Combined with rising unemployment, the fall in salary growth makes for a double whammy for the country’s jobs scene. The Periodic Labour Force Survey (PLFS) 2017-18 has found that the all-India unemployment rate is now 6.1%, which is an all-time high — highest among male workers since 1977-78, and highest for the female since 1983.
In fact, it could be a triple whammy of sorts when one takes into account the fact that hiring is becoming more and more lukewarm by the day, a Care Ratings survey has revealed.
With banks, insurance companies, carmakers and logistics & infrastructure players hiring less and less, India’s jobs scene — with unemployment at a 45-year high — is looking increasingly gloomy with hiring activity slowing across most sectors.
According to PLFS, the 2017-18 number of the unemployed at 28.5 million is more than double that of 2011-12 when the number stood at 10.8 million. The number used to be around 10 million during the period between 1999-2000 and 2011-12.
During the time between 2011-12 and 2017-18, 18 million people were added to the labour force even as just 0.5 million net jobs were created, which is being cited as one of the main reasons why joblessness in India is now this acute.
(No) Pay hike is telling a story
According to CMIE, the overall tepid business environment was the main culprit behind sinking growth in corporate India’s pay hikes. Numbers from the database — which lists data on salary and sales for the 10 years ending 2018-19 of as many as 4,953 companies — showed that sales of these companies slumped for four fiscals at a stretch beginning 2012-13.
2016-17 witnessed a bit of a recovery and so did 2017-18, but it turned out to be temporary.
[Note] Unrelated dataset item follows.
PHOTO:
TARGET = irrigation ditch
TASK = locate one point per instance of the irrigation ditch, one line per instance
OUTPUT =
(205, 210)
As the recovery failed to take firm root, it may have prompted the decision to cut salary bills as companies small and big doubled down on cost cutting to keep their finances stable, the data suggests.
In 2018-19, the percentage share of salaries in total sales revenue falling for the first time in seven years. Sales revenue during the year also fell significantly — after adjusting for inflation the 2018-19 numbers came in at 3 per cent, down a good 1.5 per cent from the previous year’s levels.
Rising joblessness could also be one of the reasons behind companies cutting down on their wage bills, analysts say. With job scarcity at 45-year high — as PLFS has found — employers are probably taking advantage of decreasing bargaining power of workers to delay salary hikes.
Consequences for the broader economy
In the 4,953 companies in the CMIE database, growth in sales revenue and nominal wage for 2018-19 stood at 9% and 6%, respectively. When adjusted for inflation, these two numbers translate to 3% and 0.53% for growth in sales and salary levels.
This slump could have serious consequences for the Indian economy. Combined, the 4,953 companies in the CMIE database paid Rs 10.26 lakh crore worth of salaries in 2018. That roughly translates to almost 13 per cent of India’s total private consumption (according to 2018-19 data).
It has the potential to trigger a vicious cycle as bad as any in recent memory — scarce jobs and de-growth in sales and salary could spell trouble for demand, which in turn could put a lid on future growth in sales, salary and job generation.
Has such a cycle already begun? It isn’t certain yet — but red flags have been up for a while after the economy found itself in a five-year trough in the March quarter.